Release date: January 25, 2019
Label: Willowtip Records

Technical death metal is one of the more maligned and ignored subsets of heavy music. It is frequently ugly, atonal and… too darn technical for its own good. At its worst it is like grindcore for people who think they are clever, or prog for over-caffeinated misanthropes.

But when it is done well, it can be breathtaking. And Desecravity do technical death metal very, very well indeed. They do it as it should be done: dizzyingly, quickly, furiously – but with the musicianship and songwriting to make it monstrously heavy and yet still listenable. This is the Japanese quartet’s third album and it is billed as the band returning to their “filthy, pulverising, classic and ultra technical sound”. I will have to take their word for it, as I have never heard their previous records.

It begins with an ominous violin-led intro to the opening song ‘Aeons and Ashes’, an instrumental which is dominated by a martial chug-chug-chug of guitar. It gets messy – and stays that way for the rest of the album – with the next song, ‘Impure Confrontation’. It begins like a free jazz song, but if Ornette Coleman chose flying-V guitars instead of a saxophone, before smashing us over the head with blast beats and throaty roars. However, among the hurricane of noise, there is some semblance of groove hidden within. And the extremely brief interludes of clean guitar (blink and you’ll miss it!) release the tension just enough to enable the listener to dive back into the maelstrom.

This theme is repeated throughout the album, which is barely half an hour long. Such as in ‘Ominous Harbinger’, which begins with Krisiun-style uncut death, before lurching over to a level of ferocity that approaches powerviolence, then back to regular death. And the musicians somehow not only manage to keep up with each other, but also throw in flourishes like bass player Daisuke Ichiboshi’s impossible arpeggios on his five-string instrument, or drummer Yuichi Kudo’s zillion-beat fills.

Then there is the guitar work, performed by Yujiro Suzuki (who also roars) and Yuya Takeda. Make no mistake, these guys can play. But as we have seen from the days of Frank Zappa to whoever played the piano on that ghastly song I heard on the radio last week, it doesn’t matter if you have the best musicians in the world if you ain’t got the songs for them to play.

And Desecravity do. Goodness knows what Suzuki is roaring about (it could be a dissertation on the merits of Tonkotsu ramen, for all we know – but with titles like ‘Bloodthirsty Brutes’, it is not likely), but he spews out his words in a rich bark. Yes, as odd as it may seem, vocals are important in death metal.

And tempo changes are frequent enough to keep you on your toes but not so often that your brain splits in fragments – and every so often the band break down into a groove that Gojira would be proud of, like in ‘Devoured the Psyche’, where the bassline could almost be funky. Almost.

A word should be said about the production, by Dan Swanö, the former Edge of Sanity vocalist.

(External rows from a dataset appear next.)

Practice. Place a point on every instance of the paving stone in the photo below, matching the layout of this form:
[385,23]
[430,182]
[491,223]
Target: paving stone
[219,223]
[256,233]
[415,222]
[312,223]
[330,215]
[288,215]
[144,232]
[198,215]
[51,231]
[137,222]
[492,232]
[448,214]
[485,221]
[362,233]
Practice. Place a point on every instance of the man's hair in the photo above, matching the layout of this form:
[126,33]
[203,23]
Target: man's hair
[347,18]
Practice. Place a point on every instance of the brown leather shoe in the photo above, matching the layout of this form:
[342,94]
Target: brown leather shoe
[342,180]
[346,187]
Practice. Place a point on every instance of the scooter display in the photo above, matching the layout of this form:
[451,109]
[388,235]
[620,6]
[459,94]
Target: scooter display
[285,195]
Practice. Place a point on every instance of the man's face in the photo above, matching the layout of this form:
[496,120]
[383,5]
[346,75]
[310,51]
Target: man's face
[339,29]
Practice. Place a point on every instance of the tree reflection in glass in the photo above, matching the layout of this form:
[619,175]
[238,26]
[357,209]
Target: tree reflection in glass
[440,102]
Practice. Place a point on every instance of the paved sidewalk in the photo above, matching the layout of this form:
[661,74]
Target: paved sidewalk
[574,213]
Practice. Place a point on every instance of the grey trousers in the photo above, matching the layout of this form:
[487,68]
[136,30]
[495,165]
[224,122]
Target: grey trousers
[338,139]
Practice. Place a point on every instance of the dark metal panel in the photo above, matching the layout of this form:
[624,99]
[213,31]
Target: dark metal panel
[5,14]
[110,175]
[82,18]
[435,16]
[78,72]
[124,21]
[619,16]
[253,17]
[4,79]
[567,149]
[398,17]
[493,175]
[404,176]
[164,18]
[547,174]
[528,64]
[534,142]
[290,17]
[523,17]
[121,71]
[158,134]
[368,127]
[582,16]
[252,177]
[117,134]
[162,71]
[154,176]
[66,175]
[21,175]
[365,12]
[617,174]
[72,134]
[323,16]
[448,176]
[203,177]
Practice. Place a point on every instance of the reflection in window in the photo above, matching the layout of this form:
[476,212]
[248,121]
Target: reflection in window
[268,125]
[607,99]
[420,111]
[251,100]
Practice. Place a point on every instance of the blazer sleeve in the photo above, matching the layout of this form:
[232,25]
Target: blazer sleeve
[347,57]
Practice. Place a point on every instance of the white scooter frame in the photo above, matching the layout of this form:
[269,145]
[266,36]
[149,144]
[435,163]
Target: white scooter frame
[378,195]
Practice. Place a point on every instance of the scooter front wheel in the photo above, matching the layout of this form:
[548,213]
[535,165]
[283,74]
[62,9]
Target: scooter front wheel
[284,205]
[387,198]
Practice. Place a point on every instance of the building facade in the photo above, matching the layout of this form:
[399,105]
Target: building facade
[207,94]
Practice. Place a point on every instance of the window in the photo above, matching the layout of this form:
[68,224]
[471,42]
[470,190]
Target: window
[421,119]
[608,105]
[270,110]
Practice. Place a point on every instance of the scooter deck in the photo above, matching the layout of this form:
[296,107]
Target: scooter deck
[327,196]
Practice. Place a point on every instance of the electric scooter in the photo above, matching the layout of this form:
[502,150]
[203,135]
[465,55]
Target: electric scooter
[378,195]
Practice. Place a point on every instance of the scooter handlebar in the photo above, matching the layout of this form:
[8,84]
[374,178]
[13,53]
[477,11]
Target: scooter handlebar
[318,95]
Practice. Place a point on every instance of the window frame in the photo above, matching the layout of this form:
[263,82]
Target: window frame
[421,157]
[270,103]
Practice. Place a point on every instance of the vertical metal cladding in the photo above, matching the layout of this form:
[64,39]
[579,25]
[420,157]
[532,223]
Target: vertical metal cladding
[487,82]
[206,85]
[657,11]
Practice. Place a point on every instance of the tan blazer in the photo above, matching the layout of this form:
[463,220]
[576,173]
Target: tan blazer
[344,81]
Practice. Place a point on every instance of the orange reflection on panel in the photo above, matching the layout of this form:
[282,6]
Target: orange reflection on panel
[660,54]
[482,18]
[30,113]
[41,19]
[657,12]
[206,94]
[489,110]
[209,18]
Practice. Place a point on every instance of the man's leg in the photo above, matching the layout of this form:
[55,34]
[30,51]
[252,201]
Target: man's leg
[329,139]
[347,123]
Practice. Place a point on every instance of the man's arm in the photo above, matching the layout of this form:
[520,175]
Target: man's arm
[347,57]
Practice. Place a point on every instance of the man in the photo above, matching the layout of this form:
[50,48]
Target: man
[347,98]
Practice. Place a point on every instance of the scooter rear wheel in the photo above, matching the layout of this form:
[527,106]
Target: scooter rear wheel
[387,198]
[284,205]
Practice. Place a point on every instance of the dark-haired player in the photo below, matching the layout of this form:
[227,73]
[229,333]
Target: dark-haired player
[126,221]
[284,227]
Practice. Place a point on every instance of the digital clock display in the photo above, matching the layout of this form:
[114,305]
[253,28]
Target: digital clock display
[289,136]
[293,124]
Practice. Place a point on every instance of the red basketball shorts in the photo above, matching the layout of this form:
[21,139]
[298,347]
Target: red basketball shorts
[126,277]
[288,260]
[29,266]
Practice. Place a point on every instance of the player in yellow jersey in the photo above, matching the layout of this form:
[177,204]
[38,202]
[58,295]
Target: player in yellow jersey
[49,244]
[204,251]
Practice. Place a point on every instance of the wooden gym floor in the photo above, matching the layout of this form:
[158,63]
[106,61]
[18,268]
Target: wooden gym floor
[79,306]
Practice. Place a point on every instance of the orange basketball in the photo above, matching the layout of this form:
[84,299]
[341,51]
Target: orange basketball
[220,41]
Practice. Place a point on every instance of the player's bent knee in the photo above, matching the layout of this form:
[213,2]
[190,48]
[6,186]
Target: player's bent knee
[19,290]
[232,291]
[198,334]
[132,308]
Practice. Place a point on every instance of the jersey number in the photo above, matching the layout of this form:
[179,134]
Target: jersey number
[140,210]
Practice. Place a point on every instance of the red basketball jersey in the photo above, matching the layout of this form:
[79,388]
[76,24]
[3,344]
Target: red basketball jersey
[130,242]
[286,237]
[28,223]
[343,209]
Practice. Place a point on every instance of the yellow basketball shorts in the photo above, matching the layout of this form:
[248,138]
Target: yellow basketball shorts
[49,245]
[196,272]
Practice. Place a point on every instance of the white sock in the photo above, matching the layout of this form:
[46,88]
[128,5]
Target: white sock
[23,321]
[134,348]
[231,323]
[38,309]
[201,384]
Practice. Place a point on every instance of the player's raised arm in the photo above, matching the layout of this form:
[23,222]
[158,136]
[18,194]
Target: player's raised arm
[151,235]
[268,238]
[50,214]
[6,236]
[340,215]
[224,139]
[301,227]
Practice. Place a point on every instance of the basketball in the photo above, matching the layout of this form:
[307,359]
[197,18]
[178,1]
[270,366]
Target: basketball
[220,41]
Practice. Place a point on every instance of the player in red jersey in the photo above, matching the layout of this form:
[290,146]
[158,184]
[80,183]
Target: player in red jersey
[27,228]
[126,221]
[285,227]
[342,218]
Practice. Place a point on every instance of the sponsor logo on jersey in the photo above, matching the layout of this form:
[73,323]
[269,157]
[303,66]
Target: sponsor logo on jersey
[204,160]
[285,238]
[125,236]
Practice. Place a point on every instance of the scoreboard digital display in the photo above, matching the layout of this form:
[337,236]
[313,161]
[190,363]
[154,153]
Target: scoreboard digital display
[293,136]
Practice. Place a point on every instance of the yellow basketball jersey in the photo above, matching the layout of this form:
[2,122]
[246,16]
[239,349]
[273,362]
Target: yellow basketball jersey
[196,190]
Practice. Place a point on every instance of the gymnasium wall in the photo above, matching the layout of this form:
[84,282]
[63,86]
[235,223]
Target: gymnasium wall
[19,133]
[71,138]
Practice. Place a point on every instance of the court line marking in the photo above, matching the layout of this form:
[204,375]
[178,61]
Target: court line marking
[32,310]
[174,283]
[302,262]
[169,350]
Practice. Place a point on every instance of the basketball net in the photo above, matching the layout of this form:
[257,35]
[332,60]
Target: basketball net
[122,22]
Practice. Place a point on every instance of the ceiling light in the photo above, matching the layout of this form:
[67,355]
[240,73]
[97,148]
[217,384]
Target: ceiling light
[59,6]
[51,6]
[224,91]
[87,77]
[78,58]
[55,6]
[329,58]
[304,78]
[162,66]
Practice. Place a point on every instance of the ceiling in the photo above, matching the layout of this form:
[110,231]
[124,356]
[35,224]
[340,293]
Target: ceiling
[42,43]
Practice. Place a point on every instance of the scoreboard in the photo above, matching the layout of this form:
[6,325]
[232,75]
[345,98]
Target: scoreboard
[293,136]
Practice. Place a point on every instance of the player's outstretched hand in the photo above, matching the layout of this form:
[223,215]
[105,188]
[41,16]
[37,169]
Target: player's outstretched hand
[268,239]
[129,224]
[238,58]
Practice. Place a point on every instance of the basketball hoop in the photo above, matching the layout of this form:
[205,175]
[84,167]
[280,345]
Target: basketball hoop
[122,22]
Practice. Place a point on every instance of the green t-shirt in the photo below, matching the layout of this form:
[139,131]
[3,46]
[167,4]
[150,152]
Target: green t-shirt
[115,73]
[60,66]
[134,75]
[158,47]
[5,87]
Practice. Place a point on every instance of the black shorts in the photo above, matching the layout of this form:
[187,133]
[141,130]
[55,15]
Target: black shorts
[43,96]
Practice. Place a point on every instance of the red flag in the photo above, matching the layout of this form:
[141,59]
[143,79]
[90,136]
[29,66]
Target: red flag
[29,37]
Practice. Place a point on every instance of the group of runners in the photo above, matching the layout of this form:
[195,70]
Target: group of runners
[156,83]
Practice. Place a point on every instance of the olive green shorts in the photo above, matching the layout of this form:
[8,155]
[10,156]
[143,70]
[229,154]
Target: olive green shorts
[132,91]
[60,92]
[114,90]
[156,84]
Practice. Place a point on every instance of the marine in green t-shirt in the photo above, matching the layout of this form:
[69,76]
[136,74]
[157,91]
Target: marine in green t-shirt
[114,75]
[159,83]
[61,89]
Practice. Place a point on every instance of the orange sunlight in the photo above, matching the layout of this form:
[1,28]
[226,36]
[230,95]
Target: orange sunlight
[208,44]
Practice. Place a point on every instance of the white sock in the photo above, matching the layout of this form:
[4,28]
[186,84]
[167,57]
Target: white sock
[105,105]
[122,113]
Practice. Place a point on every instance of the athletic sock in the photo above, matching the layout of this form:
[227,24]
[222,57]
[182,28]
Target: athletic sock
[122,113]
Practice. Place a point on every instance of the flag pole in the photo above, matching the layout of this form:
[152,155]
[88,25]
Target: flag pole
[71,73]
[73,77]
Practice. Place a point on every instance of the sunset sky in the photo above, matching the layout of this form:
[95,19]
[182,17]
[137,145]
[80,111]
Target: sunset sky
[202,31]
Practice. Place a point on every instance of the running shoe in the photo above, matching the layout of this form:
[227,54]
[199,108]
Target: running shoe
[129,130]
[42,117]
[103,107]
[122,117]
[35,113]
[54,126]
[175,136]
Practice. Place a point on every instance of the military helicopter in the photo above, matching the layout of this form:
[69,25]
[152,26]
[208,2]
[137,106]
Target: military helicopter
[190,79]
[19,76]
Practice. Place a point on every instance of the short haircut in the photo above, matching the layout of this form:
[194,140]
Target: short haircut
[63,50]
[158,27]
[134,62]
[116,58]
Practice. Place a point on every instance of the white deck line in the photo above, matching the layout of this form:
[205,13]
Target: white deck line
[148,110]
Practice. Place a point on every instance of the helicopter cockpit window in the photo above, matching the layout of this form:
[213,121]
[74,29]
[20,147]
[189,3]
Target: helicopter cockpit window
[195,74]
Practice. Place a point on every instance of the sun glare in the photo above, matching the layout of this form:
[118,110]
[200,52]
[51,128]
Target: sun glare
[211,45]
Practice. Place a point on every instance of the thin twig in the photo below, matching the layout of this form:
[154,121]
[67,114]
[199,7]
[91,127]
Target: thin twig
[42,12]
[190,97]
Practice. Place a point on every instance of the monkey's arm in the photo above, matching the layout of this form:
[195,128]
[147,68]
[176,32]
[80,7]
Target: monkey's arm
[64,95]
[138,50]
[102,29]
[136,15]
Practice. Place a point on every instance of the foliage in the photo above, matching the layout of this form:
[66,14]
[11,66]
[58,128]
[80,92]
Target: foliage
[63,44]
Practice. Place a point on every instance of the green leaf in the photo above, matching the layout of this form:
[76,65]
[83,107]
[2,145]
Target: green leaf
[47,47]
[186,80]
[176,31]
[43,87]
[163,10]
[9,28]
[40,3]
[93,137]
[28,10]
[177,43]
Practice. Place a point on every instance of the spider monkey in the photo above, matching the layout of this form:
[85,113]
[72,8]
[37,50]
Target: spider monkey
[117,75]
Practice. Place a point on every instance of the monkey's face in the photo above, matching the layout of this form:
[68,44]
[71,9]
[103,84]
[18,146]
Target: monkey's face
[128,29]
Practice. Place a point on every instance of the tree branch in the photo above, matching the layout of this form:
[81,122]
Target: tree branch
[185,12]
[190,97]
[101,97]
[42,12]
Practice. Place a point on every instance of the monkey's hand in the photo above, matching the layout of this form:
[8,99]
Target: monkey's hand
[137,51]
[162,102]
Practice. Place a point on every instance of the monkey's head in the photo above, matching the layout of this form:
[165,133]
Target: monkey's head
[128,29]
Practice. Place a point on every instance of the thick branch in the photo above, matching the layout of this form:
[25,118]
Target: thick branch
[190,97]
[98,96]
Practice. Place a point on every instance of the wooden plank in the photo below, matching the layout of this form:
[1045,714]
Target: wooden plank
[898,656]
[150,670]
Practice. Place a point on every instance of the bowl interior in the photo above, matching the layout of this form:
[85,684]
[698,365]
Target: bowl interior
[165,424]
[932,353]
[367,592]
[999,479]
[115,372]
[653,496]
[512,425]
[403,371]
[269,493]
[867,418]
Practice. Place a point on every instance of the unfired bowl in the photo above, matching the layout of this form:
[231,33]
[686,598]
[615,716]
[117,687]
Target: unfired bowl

It is crisp and allows every note of every instrument to be heard – a necessity when there is this much going on in the record.

There will be those who shun anything with the label of technical death metal slapped on it – understandable, in the main, because there is a lot of noise out there – but you would be missing out if you overlooked Desecravity. If it helps, think of it as a really, really loud, super-angry, from-the-pits-of-Hades jazz record.